Estimating the completion time
As your operation runs, see the value of the state
field
for the overall status of the operation.
A request for the status of a long-running operation also returns the metrics
workEstimated
and workCompleted
. These metrics are returned for the number
of entities. workEstimated
shows the estimated total number of entities an
operation will process, based on database statistics. workCompleted
shows the number of entities processed so far. After the operation completes,
workCompleted
reflects the total number of entities that were
actually processed, which might be different than the value of workEstimated
.
Divide workCompleted
by workEstimated
for a rough progress estimate.

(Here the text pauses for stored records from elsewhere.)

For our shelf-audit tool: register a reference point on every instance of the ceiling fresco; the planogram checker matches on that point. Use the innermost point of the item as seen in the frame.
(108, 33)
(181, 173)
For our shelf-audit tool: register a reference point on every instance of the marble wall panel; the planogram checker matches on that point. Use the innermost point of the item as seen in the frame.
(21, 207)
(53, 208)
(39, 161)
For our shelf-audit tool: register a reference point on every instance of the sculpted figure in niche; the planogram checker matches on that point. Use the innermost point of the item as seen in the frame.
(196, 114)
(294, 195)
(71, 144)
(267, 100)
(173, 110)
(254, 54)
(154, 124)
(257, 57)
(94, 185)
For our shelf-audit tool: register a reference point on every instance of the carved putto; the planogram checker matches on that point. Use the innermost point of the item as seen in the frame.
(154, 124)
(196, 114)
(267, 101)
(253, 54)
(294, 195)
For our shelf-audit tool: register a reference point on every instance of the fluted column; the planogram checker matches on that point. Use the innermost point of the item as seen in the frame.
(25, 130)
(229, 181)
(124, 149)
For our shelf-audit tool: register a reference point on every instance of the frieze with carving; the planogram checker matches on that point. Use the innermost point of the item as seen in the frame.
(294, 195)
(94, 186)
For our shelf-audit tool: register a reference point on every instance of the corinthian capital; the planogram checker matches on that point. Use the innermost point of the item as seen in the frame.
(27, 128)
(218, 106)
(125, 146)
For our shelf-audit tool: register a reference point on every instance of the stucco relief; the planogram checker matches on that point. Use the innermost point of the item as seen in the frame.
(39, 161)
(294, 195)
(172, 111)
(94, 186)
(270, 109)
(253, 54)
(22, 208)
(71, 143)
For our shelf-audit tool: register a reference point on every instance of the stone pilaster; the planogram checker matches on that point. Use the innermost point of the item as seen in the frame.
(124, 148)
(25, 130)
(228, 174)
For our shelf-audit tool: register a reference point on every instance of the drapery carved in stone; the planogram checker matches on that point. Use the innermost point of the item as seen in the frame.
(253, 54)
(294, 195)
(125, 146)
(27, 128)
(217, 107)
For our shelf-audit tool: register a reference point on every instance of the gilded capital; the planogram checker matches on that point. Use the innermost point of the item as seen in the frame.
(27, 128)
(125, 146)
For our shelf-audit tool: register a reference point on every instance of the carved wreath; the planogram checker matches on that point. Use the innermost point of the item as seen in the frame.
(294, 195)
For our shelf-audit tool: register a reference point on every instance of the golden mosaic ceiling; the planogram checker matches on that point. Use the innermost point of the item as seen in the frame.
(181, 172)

The
estimate might be inaccurate because it depends on delayed statistics
collection.
For example, here is the progress status of an index build:
{ "operations": [ { "name": "projects/project-id/operations/AyAyMDBiM2U5NTgwZDAtZGIyYi0zYjc0LTIzYWEtZjg1ZGdWFmZWQHEjF0c2Flc3UtcmV4ZWRuaS1uaW1kYRUKSBI", "metadata": { "@type": "type.googleapis.com/google.datastore.admin.v1.IndexOperationMetadata", "common": { "operationType": "CREATE_INDEX", "startTime": "2020-06-23T16:52:25.697539Z", "state": "PROCESSING" }, "progressEntities": { "workCompleted": "219327", "workEstimated": "2198182" } }, }, ...
When an operation is done, the operation description will contain "done":
true
. See the value of the state
field for
the result of the operation. If the done
field is not set in the response,
then its value is false
. Do not depend on the existence of the done
value
for in-progress operations.